Stop aux bombes climatiques. Les émissions de CO₂ cumulées des nouveaux giga-projets d’exploitations pétrolière et gazière suffiraient à elles seules à dérégler le climat mondial. Nous voulons être parties prenantes d’un plan international d’élimination des combustibles fossiles, un « traité de non-prolifération ». Une initiative existe, avec trois volets principaux : un moratoire sur la recherche et l’exploitation de nouvelles sources de combustibles fossiles, une élimination progressive et équitable de la production fossile et une transition vers 100 % d’énergie renouvelable bon marché mondiale.
Briser le pouvoir des monopoles polluants, c’est aussi ne plus leur permettre de maquiller leurs émissions. C’est-à-dire de financer des pseudo-projets de compensations des émissions de gaz à effet de serre plutôt que d’investir dans leur réduction. Si un arbre était réellement planté pour chaque crédit carbone avec lequel les pollueurs ont déjà tenté de blanchir leurs émissions, le monde serait recouvert de forêts. À la place, on voit une explosion du greenwashing : les géants pollueurs privés se donnent une fausse image verte en achetant des crédits d’émissions qui servent leur marketing, pas la planète. En même temps, un secteur d’entreprises spécialisées dans la production de ces compensations se développe. Celles-ci sont très peu regardantes sur le bilan carbone souvent très mauvais, voire inexistant, des projets présentés. Mais en plus d’être inefficaces, ces systèmes de compensation impliquent aussi de racheter et de privatiser des terres pour y développer ces projets.

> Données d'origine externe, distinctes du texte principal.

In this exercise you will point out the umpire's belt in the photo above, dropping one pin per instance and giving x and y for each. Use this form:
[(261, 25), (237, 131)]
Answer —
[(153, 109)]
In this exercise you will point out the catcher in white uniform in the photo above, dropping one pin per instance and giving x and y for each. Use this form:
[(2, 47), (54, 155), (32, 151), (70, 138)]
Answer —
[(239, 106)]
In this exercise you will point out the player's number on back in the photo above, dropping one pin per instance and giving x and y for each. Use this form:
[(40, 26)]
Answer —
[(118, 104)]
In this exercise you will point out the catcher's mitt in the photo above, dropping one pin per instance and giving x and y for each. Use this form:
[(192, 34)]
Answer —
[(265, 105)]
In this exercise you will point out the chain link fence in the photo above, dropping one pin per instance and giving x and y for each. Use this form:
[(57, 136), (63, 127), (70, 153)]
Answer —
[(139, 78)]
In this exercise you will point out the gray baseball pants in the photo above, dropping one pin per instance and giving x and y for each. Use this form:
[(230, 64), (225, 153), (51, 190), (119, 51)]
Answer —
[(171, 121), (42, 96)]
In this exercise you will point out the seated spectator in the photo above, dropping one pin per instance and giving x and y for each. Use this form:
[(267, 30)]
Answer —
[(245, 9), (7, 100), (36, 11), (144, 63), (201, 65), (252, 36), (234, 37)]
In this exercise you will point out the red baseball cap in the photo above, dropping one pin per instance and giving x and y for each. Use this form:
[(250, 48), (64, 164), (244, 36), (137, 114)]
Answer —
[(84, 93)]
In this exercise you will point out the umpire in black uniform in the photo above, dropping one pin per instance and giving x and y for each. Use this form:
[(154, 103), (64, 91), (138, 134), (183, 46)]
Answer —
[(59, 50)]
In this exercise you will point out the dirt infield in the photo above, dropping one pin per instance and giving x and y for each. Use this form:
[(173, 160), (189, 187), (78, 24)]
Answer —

Les populations locales sont chassées de leurs terres au mépris des droits humains. Des achats payés par les contribuables. C’est à ce type de mécanismes que nous allons mettre fin. Fini de vendre du vent sans rien résoudre sur le fond.
Le mécanisme d’ajustement carbone aux frontières (CBAM) est – en théorie – un outil pour pénaliser les produits en provenance de pays aux normes climatiques moins strictes que celles en vigueur dans l’UE, afin de répondre à une prétendue délocalisation de gaz à effet de serre (« carbon leakage ») que la Commission européenne n’arrive toutefois pas à prouver. Mais l’impact du mécanisme sur différents secteurs industriels n’est pas clair. Ce mécanisme risque surtout d’offrir aux multinationales le cadeau d’un protectionnisme repeint en vert pour booster les revenus des actionnaires, sans garantir l’emploi ni sauver le climat. L’UE n’a pas fait de réflexion réelle non plus sur de possibles mesures de rétorsion d’autres pays limitant l’entrée à leur marché pour les produits européens sans que, pour autant, on émette une seule tonne de CO2 en moins. Le risque que les travailleurs en subissent les conséquences est réel.